En el bosquecillo de álamos, en el sendero iluminado por la luz de la luna, ella reunió
de pronto, una noche, todo su valor; se volvió hacia Lassiter, apoyándose casi en él, y
mirándole a los ojos le dijo
-¡Lassiter!... ¿Queréis hacerme un gran favor?
A la luz de la luna vió Juana cómo cambió el ajado rostro, adquiriendo la dureza de la
roca. Sin embargo, ella buscó con las manos las dos pistoleras, y cuando hubo asido las frías
culatas, tembló todo su cuerpo.
-¿Me permitís que os quite las pistolas?
-¿Para qué? -preguntó él, y por primera vez su voz era dura. Juana sintió que sus
fuertes y ásperas manos asíanla por las muñecas y se inclinó hacia él, medio atraída, para
mirarle a los ojos.
-No es capricho..., no es un deseo tonto de mujer..., es un anhelo que nace de mi
corazón... ¡Dejad que os las quite!
-¿Por qué?
-Quiero evitar que matéis más hombres... mormones. Quiero que me dejéis salvaros
de la maldad..., de ese deseo de verter sangre...

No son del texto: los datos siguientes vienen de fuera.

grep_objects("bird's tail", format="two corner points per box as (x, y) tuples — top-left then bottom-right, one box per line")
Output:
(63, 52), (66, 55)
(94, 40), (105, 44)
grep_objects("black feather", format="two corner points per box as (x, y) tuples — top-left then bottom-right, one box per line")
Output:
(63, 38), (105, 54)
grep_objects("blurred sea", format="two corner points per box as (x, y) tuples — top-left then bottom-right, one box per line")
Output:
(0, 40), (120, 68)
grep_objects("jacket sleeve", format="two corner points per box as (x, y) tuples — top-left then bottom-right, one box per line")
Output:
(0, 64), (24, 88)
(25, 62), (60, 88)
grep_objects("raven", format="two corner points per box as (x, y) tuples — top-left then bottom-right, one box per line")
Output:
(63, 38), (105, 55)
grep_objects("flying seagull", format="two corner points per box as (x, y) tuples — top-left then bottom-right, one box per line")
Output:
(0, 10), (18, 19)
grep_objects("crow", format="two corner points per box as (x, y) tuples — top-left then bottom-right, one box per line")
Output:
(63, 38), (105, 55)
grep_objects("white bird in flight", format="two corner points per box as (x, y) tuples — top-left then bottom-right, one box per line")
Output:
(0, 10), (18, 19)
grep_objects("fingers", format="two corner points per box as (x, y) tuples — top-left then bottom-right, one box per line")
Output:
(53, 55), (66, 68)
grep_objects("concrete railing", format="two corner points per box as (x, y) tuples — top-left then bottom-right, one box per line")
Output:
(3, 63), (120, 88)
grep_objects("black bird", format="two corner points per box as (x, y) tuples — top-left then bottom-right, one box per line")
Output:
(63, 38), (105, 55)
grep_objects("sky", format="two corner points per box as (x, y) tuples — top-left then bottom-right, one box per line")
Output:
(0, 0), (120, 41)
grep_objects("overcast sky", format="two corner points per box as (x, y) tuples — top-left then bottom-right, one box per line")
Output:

-La verdad salió balbuciente de sus labios-. Es preciso... que me ayudéis... a cumplir
mi promesa a Milly Erne. Juré..., cuando estaba muriendo..., que si algún día alguien viniera
a vengarla..., detendría su mano. Tal vez solamente yo puedo salvar... al hombre... que...
que... ¡Oh Lassiter!.... presiento que, si no puedo cambiaros, pronto saldréis para matar..., y,
por instinto, entre los mormones, mataréis a aquel que... que:.. ¡Lassiter, si soy algo para
vos..., permitidme que yo misma os quite las armas!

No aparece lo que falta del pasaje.